Temple Parish Church is a Grade B listed building in the Midlothian local planning authority area, Scotland. First listed on 21 January 1971. Church.
Temple Parish Church
- WRENN ID
- dusted-railing-gorse
- Grade
- B
- Local Planning Authority
- Midlothian
- Country
- Scotland
- Date first listed
- 21 January 1971
- Type
- Church
- Source
- Historic Environment Scotland listing
Description
Temple Parish Church, designed by Thomas Brown of Uphall in 1832, is a single-storey, T-plan church built in the Tudor Gothic style. It features tooled coursed sandstone with stugged dressings that are droved to the margins. The church has a base course, a moulded eaves course, diagonal corner buttresses topped with gabletted finials, and traceried pointed arch openings with hoodmoulds and simple label-stops, along with chamfered reveals.

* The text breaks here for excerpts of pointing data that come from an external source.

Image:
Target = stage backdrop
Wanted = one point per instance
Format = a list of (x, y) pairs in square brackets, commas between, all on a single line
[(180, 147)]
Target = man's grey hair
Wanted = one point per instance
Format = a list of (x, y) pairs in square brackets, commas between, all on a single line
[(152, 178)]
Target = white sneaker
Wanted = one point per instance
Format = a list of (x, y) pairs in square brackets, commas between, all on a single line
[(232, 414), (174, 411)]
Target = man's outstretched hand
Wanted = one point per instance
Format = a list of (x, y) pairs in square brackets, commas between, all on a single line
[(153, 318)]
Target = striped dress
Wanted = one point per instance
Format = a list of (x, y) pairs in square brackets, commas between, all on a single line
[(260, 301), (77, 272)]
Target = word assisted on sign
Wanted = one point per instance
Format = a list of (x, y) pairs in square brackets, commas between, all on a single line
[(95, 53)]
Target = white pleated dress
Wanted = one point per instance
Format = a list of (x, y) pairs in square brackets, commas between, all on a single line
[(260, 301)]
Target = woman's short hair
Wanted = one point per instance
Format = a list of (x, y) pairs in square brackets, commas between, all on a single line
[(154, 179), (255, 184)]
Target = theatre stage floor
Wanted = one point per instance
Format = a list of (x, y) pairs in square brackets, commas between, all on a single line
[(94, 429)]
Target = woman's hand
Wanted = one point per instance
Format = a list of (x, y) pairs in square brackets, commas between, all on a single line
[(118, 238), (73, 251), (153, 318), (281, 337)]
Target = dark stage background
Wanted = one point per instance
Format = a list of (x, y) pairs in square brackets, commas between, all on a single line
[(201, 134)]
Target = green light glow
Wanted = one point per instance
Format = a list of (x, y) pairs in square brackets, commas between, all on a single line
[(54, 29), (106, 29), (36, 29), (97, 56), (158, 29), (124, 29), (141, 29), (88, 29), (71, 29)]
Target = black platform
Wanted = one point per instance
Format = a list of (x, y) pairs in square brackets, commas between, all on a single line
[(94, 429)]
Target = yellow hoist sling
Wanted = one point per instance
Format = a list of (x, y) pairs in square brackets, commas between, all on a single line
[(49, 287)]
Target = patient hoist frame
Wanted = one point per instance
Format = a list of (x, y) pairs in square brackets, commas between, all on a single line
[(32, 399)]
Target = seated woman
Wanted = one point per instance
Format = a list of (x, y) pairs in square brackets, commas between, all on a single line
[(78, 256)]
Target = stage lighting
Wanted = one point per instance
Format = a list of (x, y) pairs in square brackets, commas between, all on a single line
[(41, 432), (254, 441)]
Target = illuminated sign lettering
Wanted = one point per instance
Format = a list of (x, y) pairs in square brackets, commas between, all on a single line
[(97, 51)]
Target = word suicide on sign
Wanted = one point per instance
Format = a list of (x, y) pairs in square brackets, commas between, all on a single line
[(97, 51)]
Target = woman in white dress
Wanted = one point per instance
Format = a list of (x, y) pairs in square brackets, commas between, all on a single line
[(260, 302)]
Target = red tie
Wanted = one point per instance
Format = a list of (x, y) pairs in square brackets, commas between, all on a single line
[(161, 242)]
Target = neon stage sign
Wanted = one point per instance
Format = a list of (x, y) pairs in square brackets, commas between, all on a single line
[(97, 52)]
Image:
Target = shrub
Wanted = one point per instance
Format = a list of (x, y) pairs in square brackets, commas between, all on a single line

The west elevation, which serves as the entrance, is symmetrical and gabled, with a doorway at the center leading to a two-leaf panelled timber door, although this is obscured by a later 20th-century timber conservatory. Above the doorway is a window, and at the apex, there is a square plan birdcage bellcote featuring moulded corbels and trefoil-headed arches on each elevation, topped with a weathervane finial.
The south elevation is also symmetrical and consists of three bays, with windows in each buttressed bay. The east elevation mirrors this symmetry, featuring a gabled design with a central window and a carved fleur-de-lis finial at the apex. The north elevation is asymmetrical with three bays; it has an advanced gabled bay at the center with a window, a window to the left, and a timber door to the right of the left return. There is a panelled timber door to the left and a window to the right of the right return, with a blank flanking bay to the left and a single window to the right.
The church has a grey slate roof with a lead ridge and stone skews, along with a coped stone gablehead stack on the north side. The rainwater goods are made of cast iron.
The interior was not seen in 1998.
The church is accompanied by gates, gatepiers, and boundary walls. The gatepiers are polished sandstone and octagonal with pyramidal caps, and there are decorative cast iron gates, although some parts are missing. A tooled rubble wall with flat coping curves from the south to the north.